I get the feeling from your posts that you do not accept scripture as authority for your theology. Thus, I see no use in discussing the theoloigcal ramifications of the article above. If you cannot accept the scripture as autoritative, then your theology is subject to every wind of doctrine.
In response to your post, who do you think created the universe? Who set into motion this First LAW of Thermodynamics? Is the First Law of Thermodynamics superior to God?
The Bible is quite clear on this. If there is a Law of Thermodynamics it is because GOD decreed that law at the creation. God works within the natural laws because he decreed those natural laws.

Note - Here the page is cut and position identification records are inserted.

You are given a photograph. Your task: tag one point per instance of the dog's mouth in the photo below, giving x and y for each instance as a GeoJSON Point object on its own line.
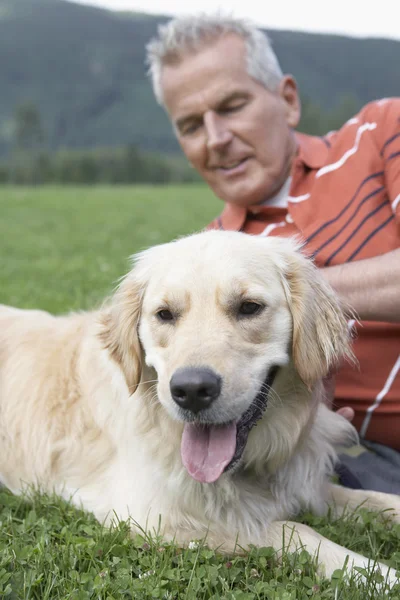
{"type": "Point", "coordinates": [210, 450]}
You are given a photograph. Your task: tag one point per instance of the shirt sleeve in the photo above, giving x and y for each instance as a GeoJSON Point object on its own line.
{"type": "Point", "coordinates": [389, 146]}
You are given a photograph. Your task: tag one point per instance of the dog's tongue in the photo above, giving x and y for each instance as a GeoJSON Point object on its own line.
{"type": "Point", "coordinates": [206, 450]}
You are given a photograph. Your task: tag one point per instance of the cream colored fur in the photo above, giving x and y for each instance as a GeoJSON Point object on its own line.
{"type": "Point", "coordinates": [86, 410]}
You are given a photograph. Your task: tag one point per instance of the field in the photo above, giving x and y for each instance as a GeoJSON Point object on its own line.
{"type": "Point", "coordinates": [64, 249]}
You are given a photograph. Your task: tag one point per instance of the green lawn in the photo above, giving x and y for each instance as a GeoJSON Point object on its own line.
{"type": "Point", "coordinates": [64, 249]}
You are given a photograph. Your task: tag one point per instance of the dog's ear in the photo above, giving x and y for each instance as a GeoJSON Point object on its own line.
{"type": "Point", "coordinates": [119, 331]}
{"type": "Point", "coordinates": [321, 335]}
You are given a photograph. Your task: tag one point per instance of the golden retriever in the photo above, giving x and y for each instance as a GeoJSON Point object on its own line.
{"type": "Point", "coordinates": [194, 394]}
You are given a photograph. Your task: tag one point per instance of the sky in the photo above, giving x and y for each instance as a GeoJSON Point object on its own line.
{"type": "Point", "coordinates": [346, 17]}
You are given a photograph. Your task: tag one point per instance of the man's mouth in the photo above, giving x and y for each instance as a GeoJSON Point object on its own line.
{"type": "Point", "coordinates": [230, 167]}
{"type": "Point", "coordinates": [209, 450]}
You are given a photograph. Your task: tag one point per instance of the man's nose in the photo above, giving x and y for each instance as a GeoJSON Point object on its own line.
{"type": "Point", "coordinates": [218, 134]}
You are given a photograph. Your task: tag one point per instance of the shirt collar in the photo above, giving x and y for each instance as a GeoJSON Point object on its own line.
{"type": "Point", "coordinates": [312, 153]}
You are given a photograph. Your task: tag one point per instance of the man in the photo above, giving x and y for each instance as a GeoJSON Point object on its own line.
{"type": "Point", "coordinates": [235, 114]}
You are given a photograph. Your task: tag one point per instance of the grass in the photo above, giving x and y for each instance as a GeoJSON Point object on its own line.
{"type": "Point", "coordinates": [63, 249]}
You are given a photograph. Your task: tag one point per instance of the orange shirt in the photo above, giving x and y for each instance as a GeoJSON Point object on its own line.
{"type": "Point", "coordinates": [344, 202]}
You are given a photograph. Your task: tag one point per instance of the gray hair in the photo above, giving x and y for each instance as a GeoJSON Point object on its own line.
{"type": "Point", "coordinates": [191, 33]}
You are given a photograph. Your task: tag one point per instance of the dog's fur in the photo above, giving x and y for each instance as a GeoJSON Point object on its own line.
{"type": "Point", "coordinates": [86, 408]}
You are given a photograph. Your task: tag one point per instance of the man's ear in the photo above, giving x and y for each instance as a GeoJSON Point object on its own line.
{"type": "Point", "coordinates": [119, 331]}
{"type": "Point", "coordinates": [321, 337]}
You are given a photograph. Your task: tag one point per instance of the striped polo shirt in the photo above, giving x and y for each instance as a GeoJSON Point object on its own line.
{"type": "Point", "coordinates": [344, 202]}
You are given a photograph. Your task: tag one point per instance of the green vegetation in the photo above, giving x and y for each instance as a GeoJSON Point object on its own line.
{"type": "Point", "coordinates": [64, 249]}
{"type": "Point", "coordinates": [83, 69]}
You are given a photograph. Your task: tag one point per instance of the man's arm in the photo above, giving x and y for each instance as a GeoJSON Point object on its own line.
{"type": "Point", "coordinates": [370, 287]}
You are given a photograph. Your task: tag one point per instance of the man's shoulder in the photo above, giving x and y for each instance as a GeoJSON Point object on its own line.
{"type": "Point", "coordinates": [385, 112]}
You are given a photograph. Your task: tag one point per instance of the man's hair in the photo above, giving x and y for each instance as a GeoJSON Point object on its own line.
{"type": "Point", "coordinates": [192, 33]}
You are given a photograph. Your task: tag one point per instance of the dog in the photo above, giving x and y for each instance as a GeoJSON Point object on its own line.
{"type": "Point", "coordinates": [191, 401]}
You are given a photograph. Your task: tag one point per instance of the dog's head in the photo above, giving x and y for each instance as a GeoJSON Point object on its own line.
{"type": "Point", "coordinates": [217, 315]}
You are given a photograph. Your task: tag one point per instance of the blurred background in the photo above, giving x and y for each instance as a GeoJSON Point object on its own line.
{"type": "Point", "coordinates": [76, 105]}
{"type": "Point", "coordinates": [90, 170]}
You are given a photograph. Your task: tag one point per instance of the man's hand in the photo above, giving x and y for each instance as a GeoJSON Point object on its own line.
{"type": "Point", "coordinates": [370, 287]}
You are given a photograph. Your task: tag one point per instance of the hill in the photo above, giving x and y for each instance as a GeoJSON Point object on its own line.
{"type": "Point", "coordinates": [83, 68]}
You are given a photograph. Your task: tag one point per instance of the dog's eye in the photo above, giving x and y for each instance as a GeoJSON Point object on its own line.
{"type": "Point", "coordinates": [165, 315]}
{"type": "Point", "coordinates": [247, 309]}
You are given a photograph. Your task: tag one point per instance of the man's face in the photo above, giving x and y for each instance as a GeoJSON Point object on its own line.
{"type": "Point", "coordinates": [236, 133]}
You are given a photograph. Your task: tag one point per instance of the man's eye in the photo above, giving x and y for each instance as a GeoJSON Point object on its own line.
{"type": "Point", "coordinates": [232, 108]}
{"type": "Point", "coordinates": [165, 315]}
{"type": "Point", "coordinates": [189, 129]}
{"type": "Point", "coordinates": [249, 309]}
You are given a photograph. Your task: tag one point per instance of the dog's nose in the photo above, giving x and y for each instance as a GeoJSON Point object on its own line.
{"type": "Point", "coordinates": [195, 388]}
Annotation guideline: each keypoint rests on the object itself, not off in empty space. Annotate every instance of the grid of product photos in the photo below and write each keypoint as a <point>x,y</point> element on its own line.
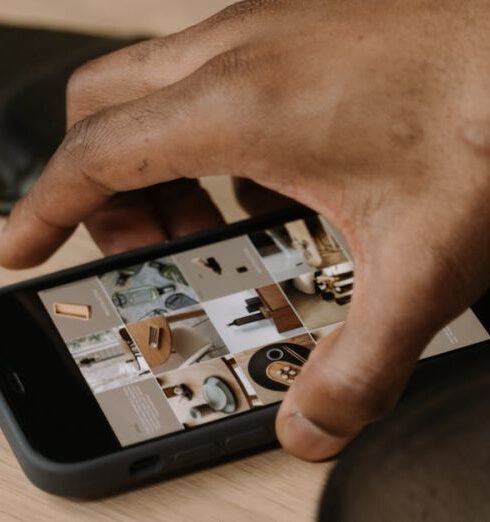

Col 1:16 for in him all things were created, in heaven and on earth, visible and invisible, whether thrones or dominions or principalities or authorities--all things were created through him and for him.
Col 1:17 He is before all things, and in him all things hold together.
Thus even the particles that make up the atmos in our universe are held together by the power of the Word of God.
If you wish to limit your God to a being who must work with existing materials to create, then you believe in a lesser God than the God revealed in the Bible.
You are free to worship such a being, but you must remember that if you are wrong about the nature of God you may be very well wrong about your status before him.
BTW if you get your theology from a Julie Andrews song, I can guarantee you that you are headed for Hell. :-)
But what if the materials did exist from all eternity?
Would God be guilty of "waste" if He were to create the universe out of new material when there were already perfectly good atoms, just waiting to be used?